Frequently Asked Questions
How do I add text-to-speech to a Python app?
Install requests, then call the Inworld AI TTS API with a POST request to https://api.inworld.ai/tts/v1/voice. Pass your text, voiceId, and modelId in the JSON body. Decode the base64 audioContent from the response and write it to a file. Five lines of code, no SDK required.
Does Inworld TTS support streaming in Python?
Yes. Use the /tts/v1/voice:stream endpoint with stream=True in your requests call. The response is NDJSON where each line contains a JSON object with base64-encoded audio. Parse line-by-line with json.loads and base64.b64decode. First audio arrives in under 200ms.
How do I clone a voice with the Inworld Python API?
POST to https://api.inworld.ai/voices/v1/voices:clone with a displayName, langCode, and voiceSamples array containing base64-encoded audio (5-15 seconds, wav/mp3/webm, max 4MB). The API returns a voice object with a custom voiceId you can use in any subsequent TTS call. Up to 1,000 cloned voices per account.
What is the best TTS model for Python developers?
Inworld TTS 1.5 Max is ranked #1 on
Artificial Analysis with an ELO of 1,236 from thousands of blind comparisons. It delivers sub-200ms median latency with 271+ voices across 15 languages. For latency-sensitive applications, TTS 1.5 Mini drops median latency to around 120ms.
Can I build a full voice pipeline in Python?
Yes. Combine Inworld STT (transcription), Router (LLM reasoning across 200+ models), and TTS (speech output) in a single Python script. All three APIs share the same API key and Basic auth. For realtime bidirectional voice, the
Inworld Realtime API handles the full pipeline over WebSocket.

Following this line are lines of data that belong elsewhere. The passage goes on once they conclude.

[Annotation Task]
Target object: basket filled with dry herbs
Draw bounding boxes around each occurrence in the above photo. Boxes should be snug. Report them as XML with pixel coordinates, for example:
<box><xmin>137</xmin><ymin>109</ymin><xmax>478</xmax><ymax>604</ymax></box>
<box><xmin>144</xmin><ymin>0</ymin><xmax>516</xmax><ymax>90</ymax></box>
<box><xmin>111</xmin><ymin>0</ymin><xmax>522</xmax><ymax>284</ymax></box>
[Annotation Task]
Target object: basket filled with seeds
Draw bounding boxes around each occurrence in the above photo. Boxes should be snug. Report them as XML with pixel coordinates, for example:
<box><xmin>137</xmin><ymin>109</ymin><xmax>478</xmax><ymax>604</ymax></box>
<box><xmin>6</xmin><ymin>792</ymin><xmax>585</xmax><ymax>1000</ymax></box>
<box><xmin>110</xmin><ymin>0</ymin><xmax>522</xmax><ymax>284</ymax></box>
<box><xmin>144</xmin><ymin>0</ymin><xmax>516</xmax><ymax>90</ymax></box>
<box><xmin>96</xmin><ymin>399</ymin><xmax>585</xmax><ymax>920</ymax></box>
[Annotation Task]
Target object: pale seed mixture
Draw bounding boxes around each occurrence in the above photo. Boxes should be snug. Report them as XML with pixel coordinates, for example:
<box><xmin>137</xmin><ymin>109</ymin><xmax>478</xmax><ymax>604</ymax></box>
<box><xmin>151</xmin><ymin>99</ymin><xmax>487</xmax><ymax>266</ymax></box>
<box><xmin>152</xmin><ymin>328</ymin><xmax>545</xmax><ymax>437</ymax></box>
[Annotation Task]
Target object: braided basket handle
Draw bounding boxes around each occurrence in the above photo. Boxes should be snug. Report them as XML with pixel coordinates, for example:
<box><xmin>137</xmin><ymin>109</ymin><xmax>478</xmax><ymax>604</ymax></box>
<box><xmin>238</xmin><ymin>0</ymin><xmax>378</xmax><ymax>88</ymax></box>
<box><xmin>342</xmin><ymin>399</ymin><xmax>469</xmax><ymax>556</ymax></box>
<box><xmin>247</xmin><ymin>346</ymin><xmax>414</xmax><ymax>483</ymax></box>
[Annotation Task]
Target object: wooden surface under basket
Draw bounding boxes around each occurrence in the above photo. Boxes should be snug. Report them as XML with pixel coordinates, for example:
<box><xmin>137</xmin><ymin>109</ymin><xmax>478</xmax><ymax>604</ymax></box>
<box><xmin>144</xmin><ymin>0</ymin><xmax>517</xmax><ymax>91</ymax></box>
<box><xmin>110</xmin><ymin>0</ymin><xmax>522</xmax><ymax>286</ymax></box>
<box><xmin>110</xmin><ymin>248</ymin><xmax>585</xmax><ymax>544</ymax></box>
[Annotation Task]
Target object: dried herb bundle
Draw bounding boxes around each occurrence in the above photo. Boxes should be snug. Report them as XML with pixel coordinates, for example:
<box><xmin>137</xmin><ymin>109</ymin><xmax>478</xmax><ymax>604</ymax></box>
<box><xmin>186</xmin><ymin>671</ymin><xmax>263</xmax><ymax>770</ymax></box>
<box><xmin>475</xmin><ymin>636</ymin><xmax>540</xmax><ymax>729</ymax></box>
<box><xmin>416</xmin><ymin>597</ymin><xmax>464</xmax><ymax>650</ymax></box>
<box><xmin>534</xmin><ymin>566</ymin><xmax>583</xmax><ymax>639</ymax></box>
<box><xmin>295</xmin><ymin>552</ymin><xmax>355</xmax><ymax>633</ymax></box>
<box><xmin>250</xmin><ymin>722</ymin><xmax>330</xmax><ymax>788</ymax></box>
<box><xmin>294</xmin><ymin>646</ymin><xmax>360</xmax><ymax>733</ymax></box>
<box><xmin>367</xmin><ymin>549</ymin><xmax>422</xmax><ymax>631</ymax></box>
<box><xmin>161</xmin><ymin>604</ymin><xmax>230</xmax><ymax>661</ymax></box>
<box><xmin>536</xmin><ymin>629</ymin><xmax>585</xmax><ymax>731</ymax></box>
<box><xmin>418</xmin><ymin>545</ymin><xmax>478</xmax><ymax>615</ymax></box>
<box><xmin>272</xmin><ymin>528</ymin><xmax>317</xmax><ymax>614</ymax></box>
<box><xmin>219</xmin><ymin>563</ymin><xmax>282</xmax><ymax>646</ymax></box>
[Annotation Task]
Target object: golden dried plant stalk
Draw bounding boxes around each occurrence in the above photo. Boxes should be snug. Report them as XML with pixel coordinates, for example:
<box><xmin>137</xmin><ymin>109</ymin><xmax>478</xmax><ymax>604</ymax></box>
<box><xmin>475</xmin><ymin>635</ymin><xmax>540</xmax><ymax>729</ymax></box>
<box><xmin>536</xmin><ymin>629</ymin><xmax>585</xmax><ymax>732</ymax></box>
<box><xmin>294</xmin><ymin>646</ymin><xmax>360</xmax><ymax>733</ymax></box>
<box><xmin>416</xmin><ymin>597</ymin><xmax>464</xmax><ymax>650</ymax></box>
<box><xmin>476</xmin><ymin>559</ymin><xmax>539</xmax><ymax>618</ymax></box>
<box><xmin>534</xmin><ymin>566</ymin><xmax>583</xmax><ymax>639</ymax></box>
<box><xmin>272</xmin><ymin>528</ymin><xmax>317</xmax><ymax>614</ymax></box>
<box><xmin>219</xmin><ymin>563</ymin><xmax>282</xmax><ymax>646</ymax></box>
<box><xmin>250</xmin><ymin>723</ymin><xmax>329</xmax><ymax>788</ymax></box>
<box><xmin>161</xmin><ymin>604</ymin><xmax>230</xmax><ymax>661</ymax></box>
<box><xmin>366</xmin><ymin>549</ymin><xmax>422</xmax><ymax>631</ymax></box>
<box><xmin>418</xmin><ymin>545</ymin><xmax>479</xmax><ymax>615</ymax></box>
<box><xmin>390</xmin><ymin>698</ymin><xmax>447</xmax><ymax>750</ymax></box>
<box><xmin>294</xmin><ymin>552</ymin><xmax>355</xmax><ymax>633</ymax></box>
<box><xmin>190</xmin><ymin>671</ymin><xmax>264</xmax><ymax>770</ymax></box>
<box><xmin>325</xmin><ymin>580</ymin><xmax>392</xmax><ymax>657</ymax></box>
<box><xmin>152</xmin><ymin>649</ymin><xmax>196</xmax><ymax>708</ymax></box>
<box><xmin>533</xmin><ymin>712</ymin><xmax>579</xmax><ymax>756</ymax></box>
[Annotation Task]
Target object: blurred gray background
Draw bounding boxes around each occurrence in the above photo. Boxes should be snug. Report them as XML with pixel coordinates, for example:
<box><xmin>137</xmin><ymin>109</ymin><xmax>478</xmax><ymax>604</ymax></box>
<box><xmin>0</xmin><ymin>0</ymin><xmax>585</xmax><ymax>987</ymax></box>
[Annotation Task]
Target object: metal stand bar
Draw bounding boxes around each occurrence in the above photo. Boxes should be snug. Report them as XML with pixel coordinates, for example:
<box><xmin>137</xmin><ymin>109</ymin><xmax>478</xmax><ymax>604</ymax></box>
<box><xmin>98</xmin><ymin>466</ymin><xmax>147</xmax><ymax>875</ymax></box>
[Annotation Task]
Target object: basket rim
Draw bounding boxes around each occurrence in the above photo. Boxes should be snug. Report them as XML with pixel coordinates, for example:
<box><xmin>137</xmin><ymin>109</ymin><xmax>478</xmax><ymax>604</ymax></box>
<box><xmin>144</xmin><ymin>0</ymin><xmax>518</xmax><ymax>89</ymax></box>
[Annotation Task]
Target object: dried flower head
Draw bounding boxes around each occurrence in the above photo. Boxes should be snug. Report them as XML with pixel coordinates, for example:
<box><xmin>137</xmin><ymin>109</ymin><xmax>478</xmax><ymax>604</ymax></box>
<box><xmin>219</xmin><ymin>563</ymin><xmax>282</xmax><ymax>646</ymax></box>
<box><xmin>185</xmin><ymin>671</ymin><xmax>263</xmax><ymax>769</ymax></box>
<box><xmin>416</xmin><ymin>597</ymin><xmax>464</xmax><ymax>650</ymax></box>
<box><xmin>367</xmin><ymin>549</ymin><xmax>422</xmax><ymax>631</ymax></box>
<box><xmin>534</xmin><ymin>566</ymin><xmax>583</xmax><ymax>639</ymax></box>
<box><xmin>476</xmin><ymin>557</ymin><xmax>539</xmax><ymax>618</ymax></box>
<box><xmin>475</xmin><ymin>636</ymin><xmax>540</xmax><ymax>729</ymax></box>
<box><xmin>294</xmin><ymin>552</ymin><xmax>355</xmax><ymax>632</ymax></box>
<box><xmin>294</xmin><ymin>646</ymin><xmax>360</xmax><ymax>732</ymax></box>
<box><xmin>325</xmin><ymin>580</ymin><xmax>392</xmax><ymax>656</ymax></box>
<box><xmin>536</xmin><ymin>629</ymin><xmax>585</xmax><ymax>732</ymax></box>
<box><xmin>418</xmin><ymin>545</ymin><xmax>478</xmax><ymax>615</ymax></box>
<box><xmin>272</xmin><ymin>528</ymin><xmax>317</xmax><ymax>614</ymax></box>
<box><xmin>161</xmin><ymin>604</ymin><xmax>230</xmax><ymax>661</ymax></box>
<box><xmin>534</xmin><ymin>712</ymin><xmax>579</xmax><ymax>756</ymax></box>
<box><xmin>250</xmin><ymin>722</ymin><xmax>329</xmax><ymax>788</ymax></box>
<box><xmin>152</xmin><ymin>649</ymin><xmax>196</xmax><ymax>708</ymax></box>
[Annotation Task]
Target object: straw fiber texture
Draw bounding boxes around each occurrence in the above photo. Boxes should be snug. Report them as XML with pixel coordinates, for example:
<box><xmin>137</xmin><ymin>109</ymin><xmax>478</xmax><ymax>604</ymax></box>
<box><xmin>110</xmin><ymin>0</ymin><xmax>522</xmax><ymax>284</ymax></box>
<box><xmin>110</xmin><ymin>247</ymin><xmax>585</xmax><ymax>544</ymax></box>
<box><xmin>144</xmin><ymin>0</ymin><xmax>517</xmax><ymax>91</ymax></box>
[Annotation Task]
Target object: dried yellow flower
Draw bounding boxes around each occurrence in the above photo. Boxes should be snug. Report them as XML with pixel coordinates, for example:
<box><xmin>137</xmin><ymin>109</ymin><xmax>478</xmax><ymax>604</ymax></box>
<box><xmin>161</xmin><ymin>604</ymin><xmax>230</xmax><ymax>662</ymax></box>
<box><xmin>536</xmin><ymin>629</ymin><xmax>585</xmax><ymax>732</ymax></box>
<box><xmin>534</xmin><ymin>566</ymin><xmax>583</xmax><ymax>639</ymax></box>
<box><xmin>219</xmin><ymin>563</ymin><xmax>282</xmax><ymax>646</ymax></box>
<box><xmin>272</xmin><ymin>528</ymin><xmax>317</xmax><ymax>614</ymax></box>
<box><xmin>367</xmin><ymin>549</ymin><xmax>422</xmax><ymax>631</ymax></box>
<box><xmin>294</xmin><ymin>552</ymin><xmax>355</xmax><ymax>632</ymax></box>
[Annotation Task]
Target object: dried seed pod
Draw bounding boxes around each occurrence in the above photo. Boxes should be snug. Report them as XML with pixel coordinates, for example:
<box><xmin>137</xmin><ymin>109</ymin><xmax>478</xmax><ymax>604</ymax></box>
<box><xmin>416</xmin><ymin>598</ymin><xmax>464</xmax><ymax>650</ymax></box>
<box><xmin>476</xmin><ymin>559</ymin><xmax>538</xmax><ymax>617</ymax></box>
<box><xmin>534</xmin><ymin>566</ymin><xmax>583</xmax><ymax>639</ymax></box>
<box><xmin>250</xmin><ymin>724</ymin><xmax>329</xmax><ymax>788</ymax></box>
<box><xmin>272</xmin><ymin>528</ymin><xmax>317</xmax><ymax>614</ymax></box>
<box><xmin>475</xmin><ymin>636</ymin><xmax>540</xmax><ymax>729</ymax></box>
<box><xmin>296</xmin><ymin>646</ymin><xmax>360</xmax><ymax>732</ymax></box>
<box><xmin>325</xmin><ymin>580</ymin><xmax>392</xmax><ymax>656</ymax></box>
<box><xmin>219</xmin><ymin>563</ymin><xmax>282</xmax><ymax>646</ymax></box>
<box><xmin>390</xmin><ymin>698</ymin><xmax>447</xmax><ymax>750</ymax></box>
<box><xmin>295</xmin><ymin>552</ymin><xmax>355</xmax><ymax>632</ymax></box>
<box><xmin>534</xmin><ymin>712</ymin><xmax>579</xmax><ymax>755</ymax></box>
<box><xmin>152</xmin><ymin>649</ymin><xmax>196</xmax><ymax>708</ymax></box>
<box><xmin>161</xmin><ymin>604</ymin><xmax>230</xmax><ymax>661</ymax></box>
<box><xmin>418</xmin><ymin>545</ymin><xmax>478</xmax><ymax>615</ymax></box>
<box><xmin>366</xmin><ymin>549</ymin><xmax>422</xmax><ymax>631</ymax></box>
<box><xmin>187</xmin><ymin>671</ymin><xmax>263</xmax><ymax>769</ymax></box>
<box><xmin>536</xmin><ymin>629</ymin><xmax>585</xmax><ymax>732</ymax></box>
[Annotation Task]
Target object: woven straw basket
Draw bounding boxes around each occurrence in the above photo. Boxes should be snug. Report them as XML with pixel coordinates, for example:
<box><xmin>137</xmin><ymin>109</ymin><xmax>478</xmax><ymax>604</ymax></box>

What is the maximum text length for Inworld TTS?
2,000 characters per request. For longer text, chunk at sentence boundaries (500-1,600 characters per chunk) and make multiple streaming requests. The chunking example above shows how to split text cleanly without breaking mid-sentence.
What audio formats does Inworld TTS support?
MP3 (default), LINEAR16, WAV, OGG_OPUS, MULAW, ALAW, and FLAC. Sample rates from 8kHz to 48kHz. Set these via the audioConfig object in your request. Use LINEAR16 at 24kHz for realtime playback with PyAudio.
Do I need an SDK to use Inworld TTS in Python?
No. The API is a standard REST endpoint. The Python requests library (included in virtually every Python environment) is all you need. No proprietary SDK, no version conflicts. This makes Inworld TTS straightforward to integrate into any Python project, framework, or deployment environment.